Immune clusters are associated with key oncogenic alterations in IDH-wt glioblastoma

Next, we investigated select copy number alterations in IDH-wt gliomas with respect to the defined immune clusters (Table. 1). We used conumee R package to analyze frequent genomic aberrations (amplifications/deletions) in GBM [40]. Cluster 5 showed a significantly higher proportion of samples harboring EGFR amplification and was approximately twice as frequent as tumors in clusters 3 and 4 (Fig. 2e). Tumors with homozygous deletion of PTEN were relatively enriched in cluster 4, and MYCN or PDGFRA amplification were enriched in cluster 3. To understand the significance and association of monocyte proportion in genomic aberrations we classified samples groups based on presence/absence of these alterations and compared the monocyte proportion between these groups (Fig. 2f). Interestingly, we found significant differences in monocyte proportions between sample groups (EGFR, p < 0.01; MYCN, p < 0.01, PTEN, p < 0.001, CDKN2AB, p < 0.05) based on genomic aberrations.

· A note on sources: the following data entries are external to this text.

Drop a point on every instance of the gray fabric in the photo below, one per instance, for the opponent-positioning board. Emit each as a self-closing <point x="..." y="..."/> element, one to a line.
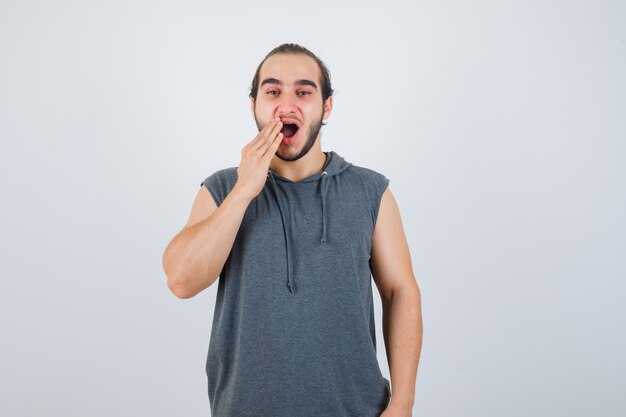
<point x="293" y="330"/>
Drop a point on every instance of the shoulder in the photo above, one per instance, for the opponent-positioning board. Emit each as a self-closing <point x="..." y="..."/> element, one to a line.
<point x="374" y="180"/>
<point x="224" y="175"/>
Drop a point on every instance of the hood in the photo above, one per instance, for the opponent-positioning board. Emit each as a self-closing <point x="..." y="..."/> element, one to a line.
<point x="335" y="164"/>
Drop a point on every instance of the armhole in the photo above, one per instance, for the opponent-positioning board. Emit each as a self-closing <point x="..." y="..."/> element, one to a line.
<point x="381" y="186"/>
<point x="210" y="193"/>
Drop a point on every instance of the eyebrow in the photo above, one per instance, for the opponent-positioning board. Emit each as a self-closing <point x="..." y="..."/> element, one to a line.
<point x="298" y="82"/>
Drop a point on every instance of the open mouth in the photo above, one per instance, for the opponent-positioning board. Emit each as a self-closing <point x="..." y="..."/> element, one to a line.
<point x="288" y="130"/>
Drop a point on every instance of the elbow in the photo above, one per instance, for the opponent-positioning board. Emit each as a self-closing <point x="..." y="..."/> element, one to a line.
<point x="178" y="288"/>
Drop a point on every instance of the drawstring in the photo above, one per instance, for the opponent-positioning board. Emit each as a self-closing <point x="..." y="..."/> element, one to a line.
<point x="290" y="283"/>
<point x="281" y="208"/>
<point x="323" y="195"/>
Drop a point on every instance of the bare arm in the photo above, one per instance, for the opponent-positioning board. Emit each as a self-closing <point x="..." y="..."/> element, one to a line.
<point x="401" y="301"/>
<point x="194" y="258"/>
<point x="196" y="255"/>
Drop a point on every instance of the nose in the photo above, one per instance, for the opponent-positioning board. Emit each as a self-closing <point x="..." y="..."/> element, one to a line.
<point x="286" y="105"/>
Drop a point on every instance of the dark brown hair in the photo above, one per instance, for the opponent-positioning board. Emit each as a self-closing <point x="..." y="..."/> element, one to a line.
<point x="292" y="48"/>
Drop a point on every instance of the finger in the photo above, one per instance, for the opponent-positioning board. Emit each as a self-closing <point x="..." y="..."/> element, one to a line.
<point x="271" y="135"/>
<point x="263" y="133"/>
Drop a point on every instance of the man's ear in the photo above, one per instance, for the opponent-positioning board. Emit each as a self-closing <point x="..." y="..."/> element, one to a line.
<point x="328" y="107"/>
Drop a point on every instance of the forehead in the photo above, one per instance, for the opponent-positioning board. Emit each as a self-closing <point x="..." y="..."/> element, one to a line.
<point x="290" y="67"/>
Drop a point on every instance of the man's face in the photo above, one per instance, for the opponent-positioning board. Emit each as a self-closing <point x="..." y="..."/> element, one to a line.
<point x="290" y="88"/>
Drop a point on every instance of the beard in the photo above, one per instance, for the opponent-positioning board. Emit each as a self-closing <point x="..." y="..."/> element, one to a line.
<point x="314" y="130"/>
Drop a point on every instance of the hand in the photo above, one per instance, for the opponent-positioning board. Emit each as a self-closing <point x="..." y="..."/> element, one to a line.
<point x="255" y="159"/>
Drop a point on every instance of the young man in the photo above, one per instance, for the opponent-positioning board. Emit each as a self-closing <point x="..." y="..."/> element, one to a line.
<point x="296" y="234"/>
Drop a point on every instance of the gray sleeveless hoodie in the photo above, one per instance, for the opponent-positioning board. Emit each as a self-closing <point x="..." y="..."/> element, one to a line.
<point x="293" y="331"/>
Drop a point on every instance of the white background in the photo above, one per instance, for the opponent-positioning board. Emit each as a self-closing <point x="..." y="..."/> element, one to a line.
<point x="501" y="125"/>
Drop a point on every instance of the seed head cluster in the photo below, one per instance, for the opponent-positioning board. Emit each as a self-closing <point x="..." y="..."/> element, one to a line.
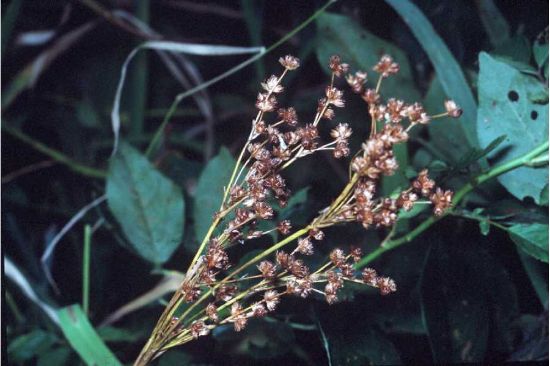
<point x="277" y="139"/>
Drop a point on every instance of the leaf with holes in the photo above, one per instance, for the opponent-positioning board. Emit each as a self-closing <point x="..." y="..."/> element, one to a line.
<point x="209" y="193"/>
<point x="148" y="206"/>
<point x="510" y="103"/>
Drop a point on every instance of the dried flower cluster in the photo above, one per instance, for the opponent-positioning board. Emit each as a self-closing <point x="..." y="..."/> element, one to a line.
<point x="217" y="295"/>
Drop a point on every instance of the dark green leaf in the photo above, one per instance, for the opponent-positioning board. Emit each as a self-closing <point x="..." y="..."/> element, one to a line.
<point x="56" y="356"/>
<point x="448" y="70"/>
<point x="260" y="339"/>
<point x="494" y="22"/>
<point x="515" y="49"/>
<point x="484" y="227"/>
<point x="362" y="50"/>
<point x="83" y="337"/>
<point x="209" y="193"/>
<point x="454" y="313"/>
<point x="532" y="239"/>
<point x="148" y="206"/>
<point x="505" y="107"/>
<point x="535" y="271"/>
<point x="357" y="345"/>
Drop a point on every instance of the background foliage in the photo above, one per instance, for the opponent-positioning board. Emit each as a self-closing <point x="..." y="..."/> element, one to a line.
<point x="471" y="288"/>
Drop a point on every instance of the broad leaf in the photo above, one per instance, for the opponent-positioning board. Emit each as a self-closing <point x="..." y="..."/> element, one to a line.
<point x="209" y="193"/>
<point x="83" y="338"/>
<point x="532" y="239"/>
<point x="362" y="50"/>
<point x="148" y="206"/>
<point x="510" y="103"/>
<point x="448" y="70"/>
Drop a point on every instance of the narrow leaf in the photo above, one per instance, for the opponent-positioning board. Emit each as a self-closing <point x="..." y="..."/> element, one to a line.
<point x="448" y="70"/>
<point x="187" y="48"/>
<point x="83" y="338"/>
<point x="532" y="239"/>
<point x="508" y="104"/>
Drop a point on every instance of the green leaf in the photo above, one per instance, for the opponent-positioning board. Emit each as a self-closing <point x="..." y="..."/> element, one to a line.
<point x="148" y="206"/>
<point x="484" y="227"/>
<point x="446" y="134"/>
<point x="509" y="104"/>
<point x="260" y="339"/>
<point x="83" y="338"/>
<point x="209" y="193"/>
<point x="175" y="357"/>
<point x="448" y="70"/>
<point x="536" y="272"/>
<point x="56" y="356"/>
<point x="27" y="346"/>
<point x="362" y="50"/>
<point x="532" y="239"/>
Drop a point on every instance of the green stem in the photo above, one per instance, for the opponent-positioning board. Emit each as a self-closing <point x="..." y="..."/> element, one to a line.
<point x="56" y="155"/>
<point x="86" y="269"/>
<point x="180" y="97"/>
<point x="482" y="178"/>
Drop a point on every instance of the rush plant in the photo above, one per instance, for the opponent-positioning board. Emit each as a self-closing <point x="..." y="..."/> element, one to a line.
<point x="214" y="291"/>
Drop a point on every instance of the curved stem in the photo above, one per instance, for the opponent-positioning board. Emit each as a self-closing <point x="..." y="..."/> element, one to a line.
<point x="460" y="194"/>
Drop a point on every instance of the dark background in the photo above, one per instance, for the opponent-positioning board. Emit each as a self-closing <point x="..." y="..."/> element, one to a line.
<point x="68" y="110"/>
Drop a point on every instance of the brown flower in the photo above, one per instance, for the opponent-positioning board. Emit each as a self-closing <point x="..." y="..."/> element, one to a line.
<point x="212" y="312"/>
<point x="198" y="329"/>
<point x="288" y="115"/>
<point x="441" y="200"/>
<point x="266" y="103"/>
<point x="386" y="66"/>
<point x="453" y="110"/>
<point x="335" y="64"/>
<point x="267" y="269"/>
<point x="305" y="246"/>
<point x="290" y="62"/>
<point x="284" y="227"/>
<point x="271" y="299"/>
<point x="357" y="81"/>
<point x="370" y="276"/>
<point x="271" y="85"/>
<point x="386" y="285"/>
<point x="423" y="183"/>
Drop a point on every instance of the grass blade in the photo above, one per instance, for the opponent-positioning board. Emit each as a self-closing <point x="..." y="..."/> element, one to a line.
<point x="206" y="84"/>
<point x="83" y="338"/>
<point x="11" y="271"/>
<point x="448" y="70"/>
<point x="8" y="22"/>
<point x="86" y="269"/>
<point x="187" y="48"/>
<point x="53" y="243"/>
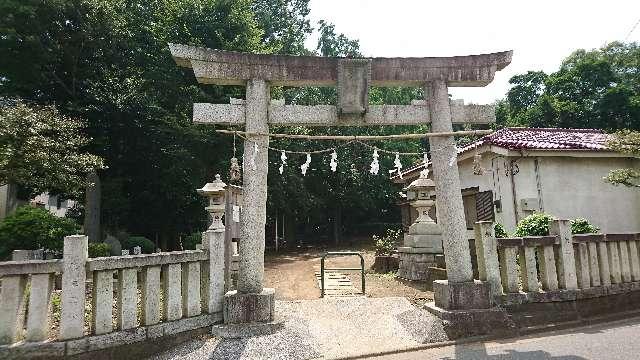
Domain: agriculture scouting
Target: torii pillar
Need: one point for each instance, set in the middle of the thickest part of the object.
(352, 77)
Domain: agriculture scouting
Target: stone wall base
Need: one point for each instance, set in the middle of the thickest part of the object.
(248, 308)
(462, 296)
(415, 265)
(136, 343)
(464, 323)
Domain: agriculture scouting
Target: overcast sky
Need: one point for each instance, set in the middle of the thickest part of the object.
(541, 33)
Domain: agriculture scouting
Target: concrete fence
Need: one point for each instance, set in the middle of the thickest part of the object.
(537, 268)
(109, 301)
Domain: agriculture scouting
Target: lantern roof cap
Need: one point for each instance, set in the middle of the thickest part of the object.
(214, 187)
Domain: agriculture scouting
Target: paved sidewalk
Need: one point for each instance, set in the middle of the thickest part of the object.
(326, 328)
(614, 340)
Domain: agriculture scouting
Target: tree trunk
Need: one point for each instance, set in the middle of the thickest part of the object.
(290, 230)
(9, 201)
(337, 225)
(92, 203)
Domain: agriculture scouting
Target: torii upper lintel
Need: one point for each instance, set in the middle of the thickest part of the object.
(235, 68)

Table 1 Genomic aberrations, Immune cell proportion and tumor subtype in IDH-wt GBM cohort (N = 2072)

Immune clusters are associated with glioma cell states in IDH-wt GBM

Previously, four main cellular states for IDH-wt GBM (AC-like, OPC-like, MES-like and NPC-like) have been identified based on single-cell RNA sequencing data [61]. Here, we used TCGA samples based on the availability of matched mRNA and methylation data and used CIBERSORTx to estimate the relative proportion of these cellular states. We observed significant differences in the proportion of cell states versus our immune cell-defined clusters. Clusters 3 and 5 were associated with a high proportion of OPC-like and AC-like malignant states, respectively (Additional file 6: Fig. 6), and Clusters 1 and 2 were populated by tumors with a high proportion of tumors with predominant MES-like cell state. We also analyzed tumor-specific survival probabilities in relation to immune cell proportion in tumor subtypes of IDH-wt cohort (Additional file 7: Fig. 7). We compared two groups based on median monocyte proportion in GBM-MES (N = 121) and GBM-RTKI (N = 52) and we observed poor overall survival in monocyte-high samples (p < 0.01 and p = 0.05, respectively) (Additional file 7: Fig. 7a, b). Similarly, we compared high/low endothelial proportion groups based on median proportion and found that samples with a high proportion of endothelial cells showed improved survival probability (p = 0.032) (Additional file 7: Fig. 7c) in GBM-MES.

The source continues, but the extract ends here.